Oxford Health NHS Foundation Trust will now be supporting around 670 people in the county who have a learning disability and are over the age of 18.

A new management team has been appointed at the trust to strengthen and support services, which will be led by director Liz Williams, a former specialist psychologist and advisor to the Care Quality Commission.

She said: "We are absolutely honoured to be given this opportunity and cannot wait to begin offering these services.

"We recognise that there have been some very tragic incidents in the recent past and are keen to work with people who use these learning disability services, their families and staff, to further develop them.
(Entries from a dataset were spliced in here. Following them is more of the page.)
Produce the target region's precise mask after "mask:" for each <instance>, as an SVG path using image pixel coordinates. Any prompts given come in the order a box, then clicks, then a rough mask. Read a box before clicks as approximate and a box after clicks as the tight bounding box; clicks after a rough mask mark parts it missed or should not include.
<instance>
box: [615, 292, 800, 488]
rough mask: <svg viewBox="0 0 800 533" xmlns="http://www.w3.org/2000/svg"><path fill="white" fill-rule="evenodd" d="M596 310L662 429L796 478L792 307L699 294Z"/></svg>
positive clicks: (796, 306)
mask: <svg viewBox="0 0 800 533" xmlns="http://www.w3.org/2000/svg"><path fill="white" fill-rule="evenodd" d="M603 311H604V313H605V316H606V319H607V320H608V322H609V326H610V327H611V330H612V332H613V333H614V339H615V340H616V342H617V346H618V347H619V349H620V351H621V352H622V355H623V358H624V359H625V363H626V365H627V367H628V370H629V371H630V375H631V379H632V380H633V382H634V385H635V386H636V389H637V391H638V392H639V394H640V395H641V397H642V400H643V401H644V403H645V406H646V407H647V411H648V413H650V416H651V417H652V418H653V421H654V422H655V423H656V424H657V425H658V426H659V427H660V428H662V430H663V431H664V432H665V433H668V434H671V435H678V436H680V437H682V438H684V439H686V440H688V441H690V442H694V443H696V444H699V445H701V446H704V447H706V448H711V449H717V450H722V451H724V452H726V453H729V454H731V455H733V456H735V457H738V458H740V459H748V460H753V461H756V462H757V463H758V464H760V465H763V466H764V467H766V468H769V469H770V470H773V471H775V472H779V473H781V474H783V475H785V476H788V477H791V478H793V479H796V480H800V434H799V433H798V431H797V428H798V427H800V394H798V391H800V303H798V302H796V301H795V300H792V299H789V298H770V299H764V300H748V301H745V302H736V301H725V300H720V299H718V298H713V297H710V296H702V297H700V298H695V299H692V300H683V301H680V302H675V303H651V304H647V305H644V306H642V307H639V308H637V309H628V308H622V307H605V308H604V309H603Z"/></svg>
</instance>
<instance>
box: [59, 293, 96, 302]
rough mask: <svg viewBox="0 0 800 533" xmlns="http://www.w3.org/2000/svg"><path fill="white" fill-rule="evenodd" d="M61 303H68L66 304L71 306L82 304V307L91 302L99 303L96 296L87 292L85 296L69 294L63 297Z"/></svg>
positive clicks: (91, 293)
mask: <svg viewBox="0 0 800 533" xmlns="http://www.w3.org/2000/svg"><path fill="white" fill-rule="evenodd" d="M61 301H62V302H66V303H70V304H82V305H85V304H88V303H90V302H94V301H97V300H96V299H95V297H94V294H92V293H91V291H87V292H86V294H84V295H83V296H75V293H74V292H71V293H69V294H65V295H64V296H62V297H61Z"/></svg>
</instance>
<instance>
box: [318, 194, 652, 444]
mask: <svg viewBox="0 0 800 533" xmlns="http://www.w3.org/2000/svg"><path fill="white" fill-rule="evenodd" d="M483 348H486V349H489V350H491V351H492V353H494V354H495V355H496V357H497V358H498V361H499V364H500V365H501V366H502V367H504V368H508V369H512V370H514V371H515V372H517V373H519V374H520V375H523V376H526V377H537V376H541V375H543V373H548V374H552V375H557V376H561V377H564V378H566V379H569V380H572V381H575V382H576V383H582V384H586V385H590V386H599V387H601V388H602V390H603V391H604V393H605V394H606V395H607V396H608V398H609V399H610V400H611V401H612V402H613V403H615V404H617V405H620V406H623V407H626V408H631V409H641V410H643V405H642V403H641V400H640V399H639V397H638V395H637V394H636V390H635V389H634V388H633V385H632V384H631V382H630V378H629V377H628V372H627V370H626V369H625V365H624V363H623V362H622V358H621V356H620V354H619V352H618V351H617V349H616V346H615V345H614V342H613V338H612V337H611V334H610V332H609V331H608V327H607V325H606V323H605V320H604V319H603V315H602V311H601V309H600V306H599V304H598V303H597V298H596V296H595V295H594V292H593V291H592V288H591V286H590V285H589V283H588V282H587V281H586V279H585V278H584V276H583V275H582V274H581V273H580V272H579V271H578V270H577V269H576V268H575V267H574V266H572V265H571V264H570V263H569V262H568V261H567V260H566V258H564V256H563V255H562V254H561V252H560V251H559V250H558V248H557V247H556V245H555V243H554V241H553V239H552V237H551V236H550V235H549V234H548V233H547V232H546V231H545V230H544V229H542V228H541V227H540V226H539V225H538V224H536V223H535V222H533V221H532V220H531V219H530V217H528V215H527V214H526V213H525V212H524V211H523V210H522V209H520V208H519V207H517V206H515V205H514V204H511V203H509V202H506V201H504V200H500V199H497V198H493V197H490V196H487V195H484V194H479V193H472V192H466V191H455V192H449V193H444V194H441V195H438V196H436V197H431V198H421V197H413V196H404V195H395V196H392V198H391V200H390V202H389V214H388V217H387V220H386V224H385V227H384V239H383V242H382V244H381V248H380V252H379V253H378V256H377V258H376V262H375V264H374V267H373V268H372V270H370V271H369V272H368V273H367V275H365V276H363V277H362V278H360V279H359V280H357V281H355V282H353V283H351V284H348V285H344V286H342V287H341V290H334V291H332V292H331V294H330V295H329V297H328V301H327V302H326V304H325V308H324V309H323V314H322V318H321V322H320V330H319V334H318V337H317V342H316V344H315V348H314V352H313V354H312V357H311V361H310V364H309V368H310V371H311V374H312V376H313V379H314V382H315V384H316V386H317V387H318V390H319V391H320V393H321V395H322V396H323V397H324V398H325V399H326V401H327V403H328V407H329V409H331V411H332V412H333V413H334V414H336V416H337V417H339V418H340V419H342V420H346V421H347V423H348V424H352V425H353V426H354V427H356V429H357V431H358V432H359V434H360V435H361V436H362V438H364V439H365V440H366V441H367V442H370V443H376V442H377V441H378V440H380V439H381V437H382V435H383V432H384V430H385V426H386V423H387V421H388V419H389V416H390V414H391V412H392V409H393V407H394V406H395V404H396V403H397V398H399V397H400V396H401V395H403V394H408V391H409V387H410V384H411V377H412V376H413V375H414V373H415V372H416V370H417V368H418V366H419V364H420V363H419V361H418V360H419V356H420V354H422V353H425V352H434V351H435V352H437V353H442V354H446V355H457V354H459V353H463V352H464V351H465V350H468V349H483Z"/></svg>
"Our ambition for the longer term is to improve the service offer across the board to people with learning disabilities, co-produced with people we support, to realise the vision set out in the Transforming Care Plan locally."

The Evenlode unit, which supports people who need to be cared for in a secure enviroment and has seven patients in the unit, will also be transferred to Oxford Health.

Based at Littlemore Mental Health Centre, the service will now be overseen by a team that already manages medium secure forensic patients in adult mental health.

Slade House will be transferred to the trust this summer as it is keen to develop it as a key health facility for the town.

An intensive support team is already on-site to provide rehabilitation and help for people to make the transition from inpatient to community services. 

Previously these services were provided by Southern Health and staff already working will move over to Oxford Health. 

The Visin service has also transferred across to the trust, which provides social care outreach support to 46 people with a learning disability.

Debbie Robinson, Southern Health’s Associate Director of Adult Mental Health & Learning Disabilities, said: “The transition of our services has proceeded smoothly and safely thanks to the hard work of our Oxfordshire staff and the partnership approach taken by everyone concerned – including local families and people with a learning disability. On behalf of Southern Health, I’d like to wish Oxfordshire teams, their service users and Oxford Health all the very best for the future.”